Si l’on s’en tient au football et au coaching, on peut évoquer le cas de Carolina Morace, à qui le club de Viterbese en Italie (Serie C, soit 3e division) avait confié son destin, en 1999. La meilleure joueuse italienne de l’histoire, comme le rappelle Goal.com, n’avait pas tenu plus de deux matches, poussée à la démission après un succès et une défaite par le président Luciano Gaucci, spécialiste en buzz puisqu’il avait récidivé en 2003 à la tête de Pérouse (Serie A) avec une offre pour l’Allemande Birgit Prinz. La joueuse de l’année FIFA avait refusé.
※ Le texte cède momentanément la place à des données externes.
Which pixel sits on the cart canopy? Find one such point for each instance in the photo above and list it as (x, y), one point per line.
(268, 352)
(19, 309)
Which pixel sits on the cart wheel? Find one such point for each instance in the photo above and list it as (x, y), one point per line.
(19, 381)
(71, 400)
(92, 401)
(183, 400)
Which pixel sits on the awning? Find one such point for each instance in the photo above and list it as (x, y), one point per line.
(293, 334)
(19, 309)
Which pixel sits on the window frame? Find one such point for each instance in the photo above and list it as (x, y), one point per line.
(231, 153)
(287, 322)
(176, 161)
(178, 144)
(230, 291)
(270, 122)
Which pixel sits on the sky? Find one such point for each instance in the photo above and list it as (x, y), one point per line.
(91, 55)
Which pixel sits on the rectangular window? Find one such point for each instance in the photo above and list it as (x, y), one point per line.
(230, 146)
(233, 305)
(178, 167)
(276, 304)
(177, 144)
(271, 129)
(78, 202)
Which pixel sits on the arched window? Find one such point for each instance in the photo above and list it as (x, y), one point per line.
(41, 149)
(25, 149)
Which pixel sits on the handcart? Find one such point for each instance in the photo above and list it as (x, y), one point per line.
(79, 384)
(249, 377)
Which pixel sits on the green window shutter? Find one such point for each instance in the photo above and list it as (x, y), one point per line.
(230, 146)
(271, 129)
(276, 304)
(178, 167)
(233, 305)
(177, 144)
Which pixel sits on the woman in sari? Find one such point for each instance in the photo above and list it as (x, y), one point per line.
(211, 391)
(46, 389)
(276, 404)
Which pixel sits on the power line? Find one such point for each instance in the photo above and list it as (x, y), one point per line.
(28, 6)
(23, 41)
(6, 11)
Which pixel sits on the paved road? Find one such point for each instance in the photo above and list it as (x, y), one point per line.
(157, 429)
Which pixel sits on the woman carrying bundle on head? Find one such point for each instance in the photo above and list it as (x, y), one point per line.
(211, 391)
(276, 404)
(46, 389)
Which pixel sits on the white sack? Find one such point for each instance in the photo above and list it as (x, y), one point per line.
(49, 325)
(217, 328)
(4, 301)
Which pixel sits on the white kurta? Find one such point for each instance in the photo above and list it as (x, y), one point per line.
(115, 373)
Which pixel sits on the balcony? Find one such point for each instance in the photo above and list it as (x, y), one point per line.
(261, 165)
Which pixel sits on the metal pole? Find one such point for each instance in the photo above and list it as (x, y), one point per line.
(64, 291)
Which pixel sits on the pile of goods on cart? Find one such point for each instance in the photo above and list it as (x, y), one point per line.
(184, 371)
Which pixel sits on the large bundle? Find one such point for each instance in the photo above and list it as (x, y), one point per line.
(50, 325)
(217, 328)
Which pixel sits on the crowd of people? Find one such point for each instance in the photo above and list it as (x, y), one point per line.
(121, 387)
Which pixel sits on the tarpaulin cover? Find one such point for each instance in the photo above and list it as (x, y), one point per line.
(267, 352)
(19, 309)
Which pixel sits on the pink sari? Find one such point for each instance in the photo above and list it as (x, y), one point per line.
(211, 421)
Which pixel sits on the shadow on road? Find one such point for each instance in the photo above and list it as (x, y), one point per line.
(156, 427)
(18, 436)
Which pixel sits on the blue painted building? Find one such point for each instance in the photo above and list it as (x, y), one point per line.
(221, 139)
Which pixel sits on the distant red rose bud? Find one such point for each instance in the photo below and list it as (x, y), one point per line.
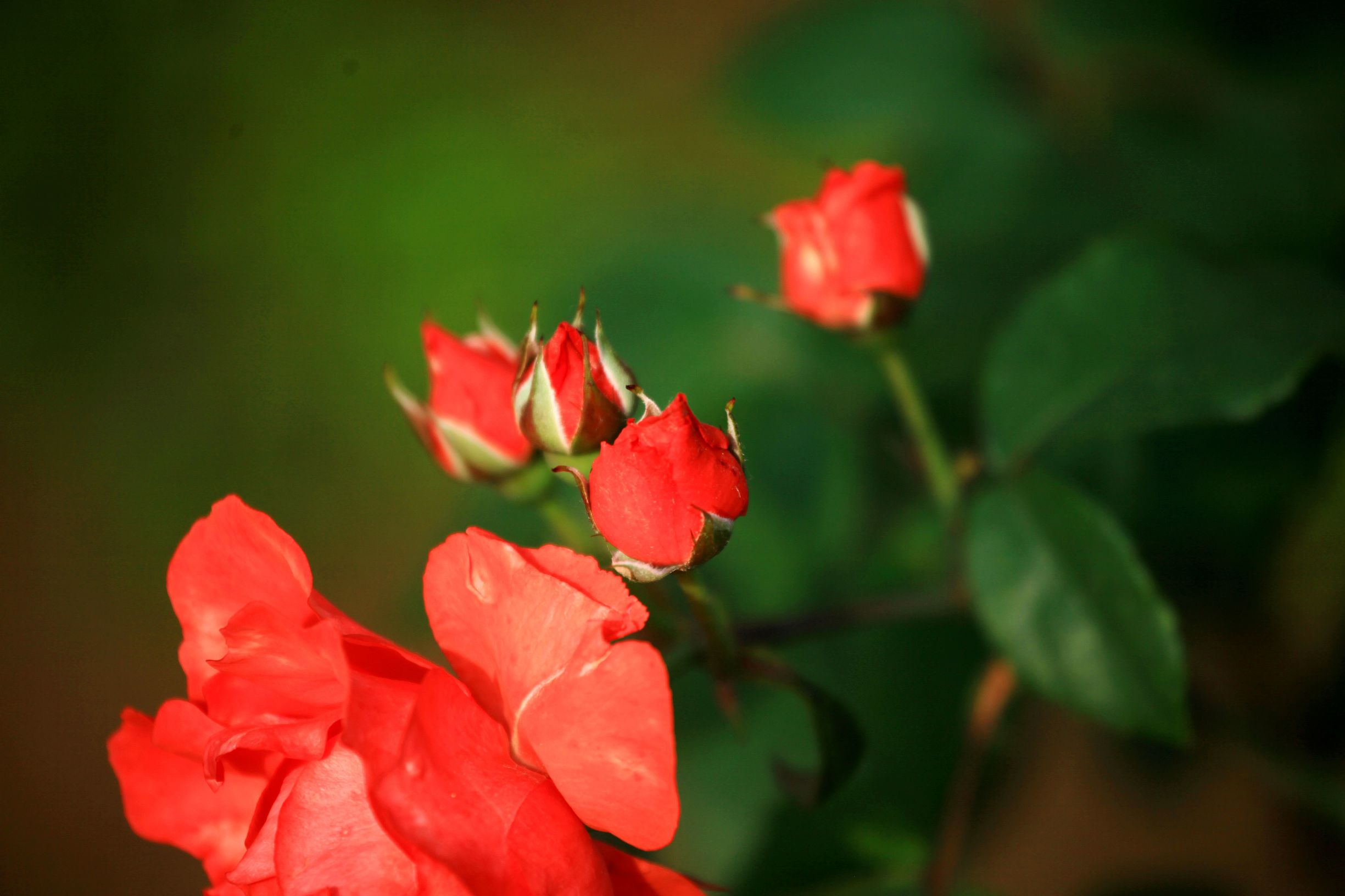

En Croatie, c’est une jeune retraitée internationale de 24 ans, Tihana Nemcic, qui avait été nommée entraîneur d’un club de cinquième division, le NK Viktorija Vojakovac, en 2012. La demoiselle était également mannequin à mi-temps ce qui n’avait pas manqué de susciter des commentaires sur ses aptitudes et la possibilité qu’il s’agissait surtout d’une opération de communication. En mai 2013, elle était toujours à la tête de l’équipe.

En 2012, la Bolivienne Nelfi Ibáñez Guerra avait été nommé à la tête d’une équipe de 2e division péruvienne (Hijos de Acosvinchos)… mais avait été remerciée quatre jours avant d’en prendre officiellement les commandes.

Toujours concernant la France mais hors football, deux femmes seulement dirigeaient jusqu’à présent des équipes professionnelles masculines. En handball, la Roumaine Elena Groposila a été intronisée le mois dernier entraîneur principale de Dijon, lanterne rouge du championnat. Une nomination de façade pour le club qui avait besoin d’une personne diplômée pour être en accord avec les règles de la Fédération.

La vraie pionnière sur le sol français, c’est Audrey Zitter, nommée à la tête des Diables Rouges de Montpellier, formation de 2e division de rugby à XIII, en juin dernier. Une femme de 32 ans qui a su s’imposer en forçant le respect, comme le montre ce reportage de TF1 du mois de novembre. Elle est toujours à son poste à ce jour.

Sur le terrain également, des femmes se sont déjà distingué dans des disciplines qui semblaient réservées aux hommes. Danica Patrick a remporté en 2008 sa première course IndyCar, couronnant ainsi trois années d’une progression constante. Ce jour-là, l’Américaine était devenue la première femme à s’imposer dans une course majeure de sports mécaniques.

En Formule 1 deux femmes ont déjà couru des Grand Prix : les Italiennes Maria Teresa de Filippis, qui a disputé trois courses en 1958 (10e au GP de Belgique), et Lella Lombardi, qui en a couru 12 en 1975 (6e au GP d’Espagne) et 1976. Il y a deux ans, l’Espagnole Maria de Villota était devenu pilote d’essai chez Marussia avant de décéder en 2013 , dans son sommeil, des suites de son terrible accident survenu à bord de la monoplace en 2012.

En ski, l’Américaine Lindsey Vonn s’était vu refuser cette même année la possibilité de descendre avec les hommes par la Fédération internationale. Avant elle, plusieurs femmes comme Jutta Kleinschmidt (Rallye), Katja Poensgen (Moto) et Michele Mouton (Rallye) avaient également réussi à s’imposer dans des domaines où les hommes étaient majoritaires.